A small part of her knew it couldn't last forever.
From the very first moment she met him, she knew they were from different worlds, different lives, and that the chances of those spheres overlapping for longer than an instant were astronomically small.
She knew she only had him for a finite amount of time, and she planned on enjoying every moment of it.
.
.
Point Mouette was a welcome break, a bonding experience like no other. They were close then, closer than ever before, closer than they ever would be again.
She relished in the time with him, even as she came to realize that the tide was turning.
They were both just approaching the starting lines of their lives, one foot on the mark and waiting for the gunshot that would propel them out into the real world. Different worlds.
He had his own friends now, his own cousins, his own existence to find, and so did she.

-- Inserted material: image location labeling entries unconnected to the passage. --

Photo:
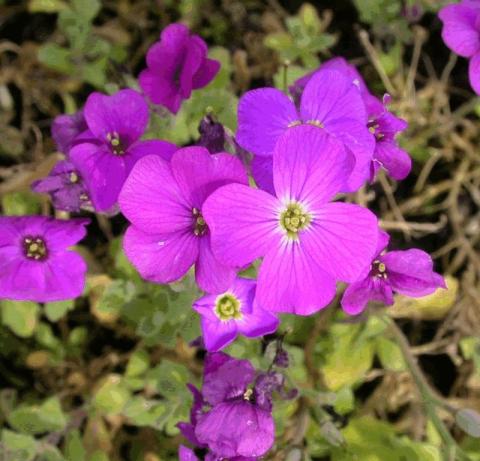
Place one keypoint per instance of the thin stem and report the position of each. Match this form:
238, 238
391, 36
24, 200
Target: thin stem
430, 398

And yet she still held on with the tightest of grasps, watching her days left with him slide though her fingers and trying desperately not to think about it.
.
.
When they met next, a little more than a year later, it had already changed. They were still friends, but somehow the closeness had faded away, and had been replaced by the quiet of two people who have very little to talk about.
.
.
And it only got worse.
.
.
As her head filled with equations and economics, and the issues with the world they lived in, his began to overflow with sonatas and concertos and the beauty that bathed every instant of time.
She couldn't meet him that summer, she had an internship.
He couldn't meet her the next, he was going on tour.
They were pursuing what they loved, and it was killing their friendship.
.
.
When Alec emailed her a photo of his son and a girl, wrapped around each other and smiling, with a caption that read "Speak Now…" she couldn't even find it in herself to be jealous.
She had never wanted his love, only his friendship, and deep-down she had always known that was temporary.
.
.
But that sliver of time, that millisecond in the year of their lives, was the most cherished, the most remembered, and the most loved.
She had enjoyed their time together, and was grateful their worlds had collided, even if it was just a glancing blow.